Miguel: Do you think there is particular reason for his focus on consumer and financial companies?

 

 

Alice: Yes. With financial companies you have leverage that can be controlled, “regulatory oligopoly,” and trust. Insurance float is only one example of leverage. The spread on “float” in banking can be controlled too, if you lend intelligently. Banking is a nice little business for the few who are willing to do it in a vanilla manner. “Regulatory oligopoly” is the entrenched competitive position that’s, in effect, provided by your regulator and its rules. It can give you quite a few, or few hundred, extra basis points of return.

 

I think Buffett’s consumer plays have been overrated as a theme. He likes good companies with enduring business models. Many happen to have been consumer companies. He got intrigued by the idea that a brand could be a very enduring asset. Then he was surprised at how quickly the value of brands eroded in the 1990’s. Brands with true “moats” are exceedingly rare. Of course he wants one when he can get it, but these companies usually also are expensive.

 

 

....

 

If you think about it carefully you realize how costly the equity index puts were in the financial crisis. Berkshire got the float from them to invest, but its negotiations with the rating agencies meant that, at a time when markets were in turmoil, during the very crisis that Warren had been waiting for all those years to put the tens of billions of dollars to cash to work, he couldn’t do it.
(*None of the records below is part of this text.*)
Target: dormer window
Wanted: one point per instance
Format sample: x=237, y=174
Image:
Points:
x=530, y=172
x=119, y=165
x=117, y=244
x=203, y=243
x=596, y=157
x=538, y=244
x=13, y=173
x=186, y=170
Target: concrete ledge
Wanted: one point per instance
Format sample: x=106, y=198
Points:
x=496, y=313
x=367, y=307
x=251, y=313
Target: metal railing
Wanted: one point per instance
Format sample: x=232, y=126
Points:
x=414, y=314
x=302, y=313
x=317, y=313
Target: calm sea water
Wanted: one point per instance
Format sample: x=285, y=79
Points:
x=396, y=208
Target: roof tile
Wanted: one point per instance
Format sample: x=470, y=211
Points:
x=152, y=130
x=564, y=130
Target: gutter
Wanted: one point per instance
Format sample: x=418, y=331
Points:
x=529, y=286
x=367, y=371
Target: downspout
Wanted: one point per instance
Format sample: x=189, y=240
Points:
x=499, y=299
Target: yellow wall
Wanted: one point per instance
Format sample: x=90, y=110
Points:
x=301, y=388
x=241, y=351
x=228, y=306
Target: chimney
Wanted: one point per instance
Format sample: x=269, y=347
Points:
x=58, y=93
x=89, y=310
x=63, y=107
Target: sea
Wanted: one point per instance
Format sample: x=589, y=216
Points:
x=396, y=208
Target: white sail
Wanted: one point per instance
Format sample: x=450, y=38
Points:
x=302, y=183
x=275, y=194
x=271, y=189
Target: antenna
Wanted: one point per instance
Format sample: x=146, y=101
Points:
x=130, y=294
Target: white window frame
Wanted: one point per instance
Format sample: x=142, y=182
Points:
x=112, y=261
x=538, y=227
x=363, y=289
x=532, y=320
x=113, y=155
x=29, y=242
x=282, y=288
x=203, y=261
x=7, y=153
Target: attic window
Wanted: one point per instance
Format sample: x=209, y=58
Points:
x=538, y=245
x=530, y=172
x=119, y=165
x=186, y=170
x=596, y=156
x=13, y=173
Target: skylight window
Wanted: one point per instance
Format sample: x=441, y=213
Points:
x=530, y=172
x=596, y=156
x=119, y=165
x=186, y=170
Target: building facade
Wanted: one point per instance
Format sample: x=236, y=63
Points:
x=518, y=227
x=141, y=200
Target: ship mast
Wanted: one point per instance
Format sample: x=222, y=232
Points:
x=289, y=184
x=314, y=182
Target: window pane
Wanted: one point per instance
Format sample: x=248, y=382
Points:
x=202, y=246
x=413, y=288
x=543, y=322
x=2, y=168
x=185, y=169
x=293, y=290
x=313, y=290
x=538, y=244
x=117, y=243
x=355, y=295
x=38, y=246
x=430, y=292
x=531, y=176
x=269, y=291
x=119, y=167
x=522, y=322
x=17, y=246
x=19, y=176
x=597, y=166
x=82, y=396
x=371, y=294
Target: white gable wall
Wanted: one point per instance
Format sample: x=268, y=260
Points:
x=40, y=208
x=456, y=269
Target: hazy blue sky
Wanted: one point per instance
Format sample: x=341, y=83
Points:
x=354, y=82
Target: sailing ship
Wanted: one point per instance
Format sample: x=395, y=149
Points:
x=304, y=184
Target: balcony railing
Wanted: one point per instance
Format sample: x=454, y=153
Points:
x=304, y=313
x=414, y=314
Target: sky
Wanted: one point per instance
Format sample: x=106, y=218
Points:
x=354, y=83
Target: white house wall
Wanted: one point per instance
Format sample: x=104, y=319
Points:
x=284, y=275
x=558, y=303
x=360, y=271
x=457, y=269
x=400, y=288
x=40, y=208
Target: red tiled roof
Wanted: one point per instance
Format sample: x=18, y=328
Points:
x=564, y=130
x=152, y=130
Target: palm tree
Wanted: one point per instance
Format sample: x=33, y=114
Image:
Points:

He was able to participate in the market crash only in a tepid way. That opportunity cost has to be offset against the expected profit from those equity index puts. They weren’t worth it.

 

 

....

 

Lastly, investing is not a religion. It’s not like you have to follow a creed. Warren will buy things that are simply cheap. He’s pragmatic. There’s no rule that he has to be absolutely consistent. If he sees something that he thinks is undervalued he’ll occasionally buy it, even if it’s a Korean dairy company. Then he’ll sell it. Everything doesn’t have to fit into a perfect framework.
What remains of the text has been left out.